Apesar de um inimigo convergente, a aproximação das narrativas anti-Moro de bolsonaristas e petistas já presentes nas redes sociais não devem perdurar na esfera oficial, na opinião de especialistas. Para o analista político da Gazeta do Povo Francisco Escorsim, embora a esquerda tenha a ganhar com o racha exposto, ela se vê em uma posição delicada para assumir um dos lados. “Se ela fizer uma escolha, pode perder muito mais do que ganhar. Talvez seja o momento de maior fragilidade [do governo Bolsonaro], mas é aquela coisa: se eu for para cá, defendo o Moro, se for para cá, defendo o Bolsonaro”, avalia.
Para ele, isso ficou evidente nas primeiras declarações de Lula após a saída de Moro do governo. “Ele disse que não iria bater ainda no Bolsonaro; disse saber como funciona a troca de ministros.... Vão criar uma narrativa de uma tal maneira que as coisas sejam unificadas, que os dois [Moro e Bolsonaro] saiam perdendo”, aponta. Neste sábado, o ex-presidente voltou a se pronunciar pelo Twitter. “Nessa disputa toda, os dois são bandidos”, escreveu.
Para Emerson Cervi, cientista político e professor da Universidade Federal do Paraná (UFPR), a esquerda “não ganha nem um centímetro” com a ruptura. “Ninguém que era ‘bolsonarista’ ou ‘morista’ será ‘petista’ a partir de amanhã. Nem um petista será ‘morista’ porque ele brigou com o Bolsonaro. Essa disputa é uma disputa no campo da direita. A esquerda até gostaria de ganhar, de capitalizar com isso, mas se ela vai conseguir, é outra coisa. Não me parece que está conseguindo”, analisa.

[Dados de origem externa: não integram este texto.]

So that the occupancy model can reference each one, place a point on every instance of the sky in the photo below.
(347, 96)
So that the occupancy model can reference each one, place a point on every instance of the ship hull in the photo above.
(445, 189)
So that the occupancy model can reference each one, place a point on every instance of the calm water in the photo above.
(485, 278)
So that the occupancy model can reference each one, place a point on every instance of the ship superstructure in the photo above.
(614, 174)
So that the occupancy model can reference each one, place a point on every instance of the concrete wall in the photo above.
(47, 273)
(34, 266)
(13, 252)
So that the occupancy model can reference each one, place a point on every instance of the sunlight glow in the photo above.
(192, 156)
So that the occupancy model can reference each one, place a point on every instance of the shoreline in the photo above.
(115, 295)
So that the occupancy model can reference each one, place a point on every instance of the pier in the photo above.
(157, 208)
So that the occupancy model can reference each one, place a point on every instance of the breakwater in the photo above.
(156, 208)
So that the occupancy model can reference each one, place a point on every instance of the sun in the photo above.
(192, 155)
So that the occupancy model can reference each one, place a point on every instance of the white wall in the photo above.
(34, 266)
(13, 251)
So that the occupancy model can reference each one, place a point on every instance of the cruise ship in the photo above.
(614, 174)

Advogado, mestre em Ciência Política e professor da Escola de Direito e Ciências Sociais da Universidade Positivo, Francis Ricken aponta, no entanto, a tendência de que a oposição busque, neste momento, atacar o presidente. “Acho que o alvo, por agora, é Bolsonaro. Ele está frágil, ele demonstra fragilidade. Foi um enfraquecimento muito forte nessa base ligada à corrupção. Mais próximo a 2022, Moro passa a ser alvo. Pela proximidade da eleição”, diz.

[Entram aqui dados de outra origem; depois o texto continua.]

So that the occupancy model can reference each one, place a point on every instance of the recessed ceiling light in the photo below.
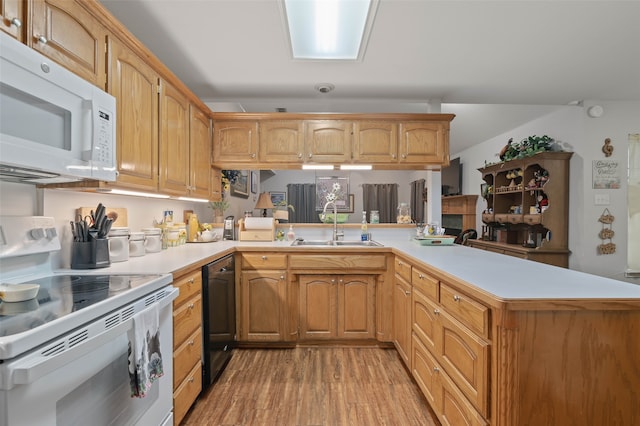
(328, 29)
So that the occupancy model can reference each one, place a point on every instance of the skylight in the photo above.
(329, 29)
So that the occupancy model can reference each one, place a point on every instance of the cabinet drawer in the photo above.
(189, 285)
(468, 311)
(186, 394)
(465, 358)
(323, 262)
(186, 356)
(264, 261)
(425, 283)
(403, 268)
(186, 319)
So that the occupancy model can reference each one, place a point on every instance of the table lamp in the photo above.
(264, 202)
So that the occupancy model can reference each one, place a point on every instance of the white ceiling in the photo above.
(495, 64)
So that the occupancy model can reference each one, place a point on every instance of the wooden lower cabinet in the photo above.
(187, 342)
(337, 307)
(263, 295)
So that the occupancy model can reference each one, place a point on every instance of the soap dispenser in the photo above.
(291, 235)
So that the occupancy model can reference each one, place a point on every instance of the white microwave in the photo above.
(54, 126)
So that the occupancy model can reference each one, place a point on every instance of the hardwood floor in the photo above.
(313, 386)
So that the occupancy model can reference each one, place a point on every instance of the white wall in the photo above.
(577, 132)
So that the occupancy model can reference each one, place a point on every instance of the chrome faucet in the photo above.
(336, 234)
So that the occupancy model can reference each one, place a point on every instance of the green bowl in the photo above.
(342, 217)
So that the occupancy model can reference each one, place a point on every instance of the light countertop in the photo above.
(505, 277)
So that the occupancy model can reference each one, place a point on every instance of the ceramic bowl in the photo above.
(18, 292)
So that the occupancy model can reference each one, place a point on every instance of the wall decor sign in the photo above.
(606, 174)
(240, 188)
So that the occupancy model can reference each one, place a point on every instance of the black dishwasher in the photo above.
(219, 316)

Para ele, o episódio fortaleceu mais outros partidos do que o PT. “O presidente Bolsonaro é uma pessoa muito atípica quanto a seus posicionamentos políticos. Mesmo assim ele estava mantendo uma base razoável no Congresso e aprovando agendas importantes para seu governo. E com popularidade. Com a demissão de [Luiz Henrique] Mandetta [ex-ministro da Saúde], ficou muito claro que ele não se submete a posicionamentos técnicos ou científicos. Com Moro, Bolsonaro também se insurgiu”, destaca Ricken.
“Obviamente que todos esses partidos -- MDB, PDT, PT e PSDB -- saem muito mais fortalecidos do que estavam antes. Alguns deles podem trazer Moro para dentro ou ter apoio político significativo. Aqueles que não compactuam com o posicionamento de Bolsonaro podem usar Moro falando sobre a interferência [na Polícia Federal]. Foi uma cutucada. Acho que todo mundo acabou se beneficiando”, diz.